Warum sind herkömmliche WC-Bürsten oft weniger hygienisch als moderne Modelle aus Silikon?
Melden
Herkömmliche WC-Bürsten (meist aus harten Kunststoffborsten) weisen gegenüber modernen Silikonmodellen einige konstruktionsbedingte Nachteile auf, die sie weniger hygienisch machen.
Hier sind die Hauptgründe für den Unterschied:
1. Die Oberflächenstruktur und das Anhaften von Schmutz
- Herkömmliche Bürsten: Die Borsten sind meist in engen Bündeln angeordnet. In diesen Zwischenräumen verfangen sich Toilettenpapier-Reste und Exkremente sehr leicht. Es ist schwierig, diese Rückstände allein durch Spülen wieder zu entfernen.
- Silikonbürsten: Silikon hat eine sehr glatte, porenfreie Oberfläche. Aufgrund des sogenannten Lotus-Effekts bleibt Schmutz kaum an den Noppen hängen. Ein kurzes Schwenken im Spülwasser reicht meist aus, um sie rückstandslos zu reinigen.

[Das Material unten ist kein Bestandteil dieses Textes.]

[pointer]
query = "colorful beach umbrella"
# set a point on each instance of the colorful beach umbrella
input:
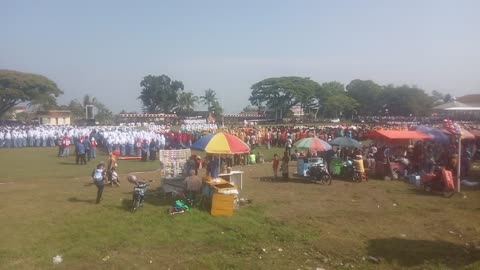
(313, 144)
(221, 143)
(346, 142)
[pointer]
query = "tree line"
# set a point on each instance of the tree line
(161, 94)
(274, 96)
(333, 99)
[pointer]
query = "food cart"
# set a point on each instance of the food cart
(304, 163)
(222, 192)
(388, 138)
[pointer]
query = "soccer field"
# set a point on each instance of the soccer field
(48, 209)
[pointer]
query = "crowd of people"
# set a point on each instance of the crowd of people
(145, 142)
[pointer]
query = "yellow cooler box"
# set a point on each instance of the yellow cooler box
(222, 204)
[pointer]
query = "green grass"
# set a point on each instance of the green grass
(47, 209)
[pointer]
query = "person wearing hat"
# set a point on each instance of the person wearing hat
(93, 148)
(98, 175)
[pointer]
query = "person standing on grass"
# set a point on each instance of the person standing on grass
(93, 148)
(65, 146)
(288, 145)
(275, 165)
(98, 176)
(87, 145)
(284, 166)
(80, 153)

2. Der „Tropf-Effekt“ und die Feuchtigkeit
- Herkömmliche Bürsten: Die vielen feinen Borsten wirken wie ein Schwamm und halten das Wasser durch Kapillarkräfte fest. Wenn man die Bürste nach der Benutzung zum Halter führt, tropft sie oft auf den Brillenrand oder den Boden. Zudem sammelt sich viel Schmutzwasser im Bürstenhalter an.
- Silikonbürsten: Silikon ist wasserabweisend (hydrophob). Das Wasser perlt sofort ab. Schüttelt man die Bürste kurz über dem Abfluss aus, ist sie fast trocken, bevor sie zurück in den Halter kommt. Das verhindert die Bildung einer „Bakterienbrühe“ am Boden des Behälters.
3. Keimbildung und Gerüche
- Herkömmliche Bürsten: Da die Borsten lange feucht bleiben und organische Reste darin hängen bleiben, bilden sie den idealen Nährboden für Bakterien und Schimmel. Dies führt schnell zu unangenehmen Gerüchen im Badezimmer.
- Silikonbürsten: Da sie schneller trocknen und kaum Rückstände hängen bleiben, können sich Bakterien deutlich schlechter vermehren. Viele Silikonmodelle lassen sich zudem leichter mit Desinfektionsmitteln oder sogar heißem Wasser reinigen, ohne sich zu verformen.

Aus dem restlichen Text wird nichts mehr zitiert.